Pandemic? What pandemic?
Okay, business at Borgata casino in Atlantic City on Tuesday was relatively good — just not quite THAT good.
But within the statewide limitations — 25% maximum customer capacity, and no dining or drinks after 10 p.m. — the city’s leading casino attracted plenty of customers in this lull between Christmas and New Year’s weekends.
The closure of Pennsylvania casinos for three weeks — scheduled to end next week — no doubt had plenty to do with every 10th or 12th car in the Borgata parking garage seeming to bear Pennsylvania license plates. But the same could be said for New York plates, with a handful of Florida alphabeticals tossed in for good measure.
Table games — including three players per table for blackjack, plexiglass between each player and more between the players and the dealer — filled up nicely Tuesday.
Poker lives on at Borgata
Perhaps the most impressive demand for action came at Borgata’s poker tables, where there appeared to be no empty seats at seven-player tables with, yes, more plexiglass.
Almost a dozen men stood (a socially distanced) watch near an electronic tote board that listed a variety of game options and the names of those who would be next to gain a seat at a particular table.
For 1/3 No Limit Texas Hold ‘Em ($1 small blind, $3 big blind), the waiting list went 16 deep around 3 p.m. But there was a single open seat available for 2/5 NL Hold ‘Em.
Borgata’s 30-table poker room reopened in October, and clearly word has gotten around.
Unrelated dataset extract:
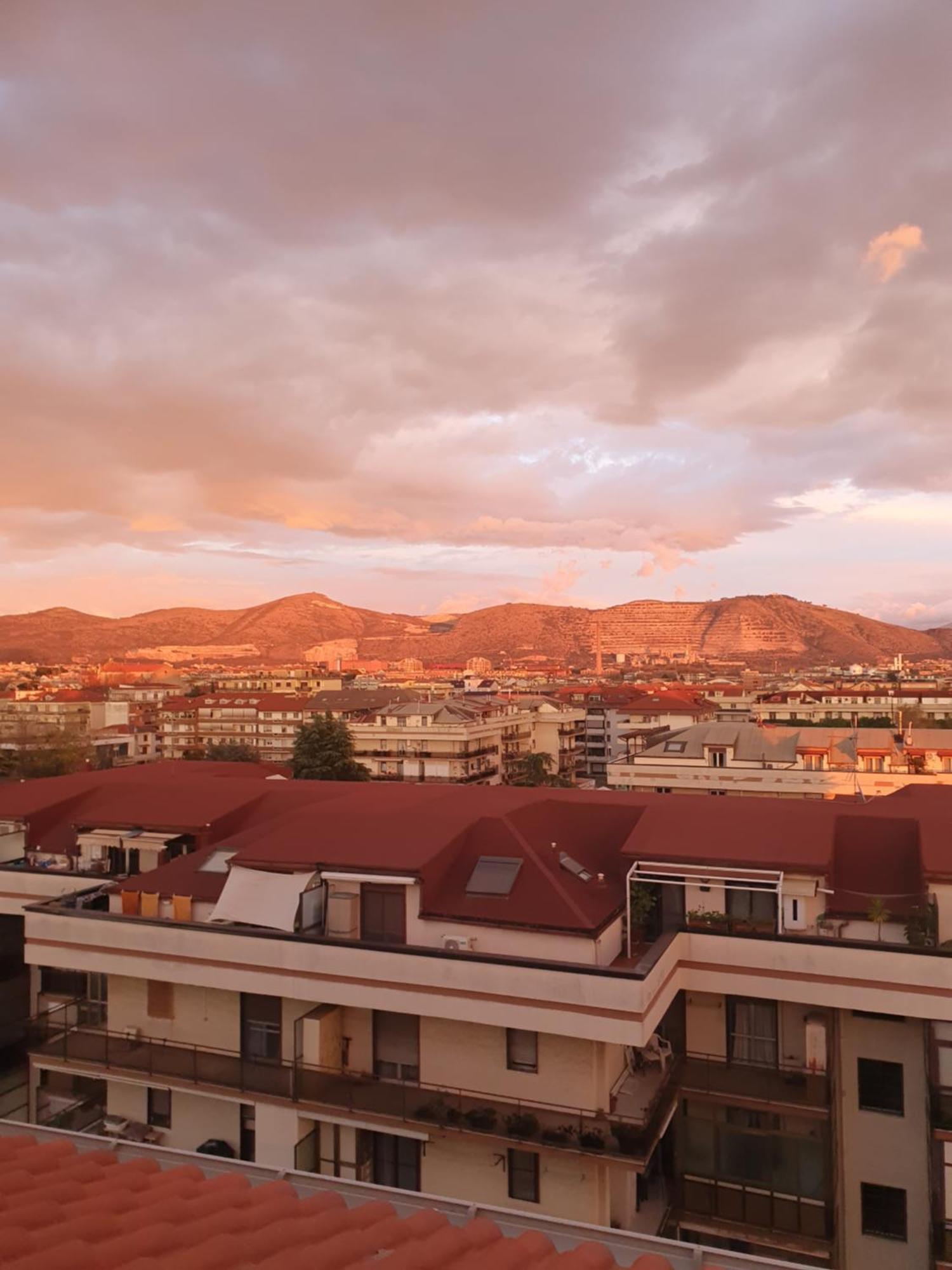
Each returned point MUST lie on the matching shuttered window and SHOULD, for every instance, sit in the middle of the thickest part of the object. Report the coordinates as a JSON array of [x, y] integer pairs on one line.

The slot machines had their own “regulars,” some of them with their walkers. One man wobbled through the casino with a portable oxygen tank, seemingly undaunted by fear of contracting COVID-19.
The adjacent BetMGM Sportsbook, rebranded to that new name three months ago, has been closed of late on some midweek days, an employee volunteered.
But the expected volume of customers for the “holiday lull” meant it was open for business on Tuesday — and rightly so, as about a dozen tables were in use for lunchtime for groups of two to six customers per table.
The temperature checks from spring and summer were gone at Borgata and at Bally’s, but security remained vigilant over patrons wearing masks, including ensuring they stay above one’s nose.
FanDuel stakes its Atlantic City claim
As of last week, there is a new addition to the casino floor at Bally’s — a temporary sportsbook with four self-service kiosks and three teller windows. An employee predicted that the permanent sportsbook would open in March, which would be in time for NCAA basketball March Madness (or April Madness, or May Madness, depending on how the season plays out).
The former Blue Martini bar already is boarded up as work begins on the permanent book, which will be within a few steps for Boardwalk visitors who walk into the casino next to the Johnny Rockets restaurant.
Caesars had been the only casino without a sportsbook, sharing the adjacent Bally’s “The Book” since both were owned by Caesars Entertainment.
But when Bally’s casino, as well as rights to use the brand name, was sold earlier this year to Twin River (which then adopted the Bally’s name nationwide for its gaming operations), the sportsbook wound up in the hands of Caesars.
That led FanDuel, the daily fantasy sports giant that has the state’s largest sportsbook at the Meadowlands Racetrack, to seize an opportunity to get in on the action.
Rival DraftKings already has a sportsbook at Resorts, while European bookmaker William Hill opened for business at Ocean Casino and Tropicana as well as at Monmouth Park.
A sunny day but temperatures only as high as the mid-40s tempered the size of the crowd on the Boardwalk on Tuesday.
While “social distancing” was a breeze under those circumstances, there were just enough walked dogs, couples, and families milling about to avoid making the scene too depressing.
(The scene had a better vibe than my “March Sadness” tour that came after the casinos had just shut down for COVID-19 — a condition that remained until July 4 weekend.)
Many of the T-shirt and tchotchke shops were open on the Boardwalk, but the merchants mostly talked among themselves as browsing customers were a rarity on this day.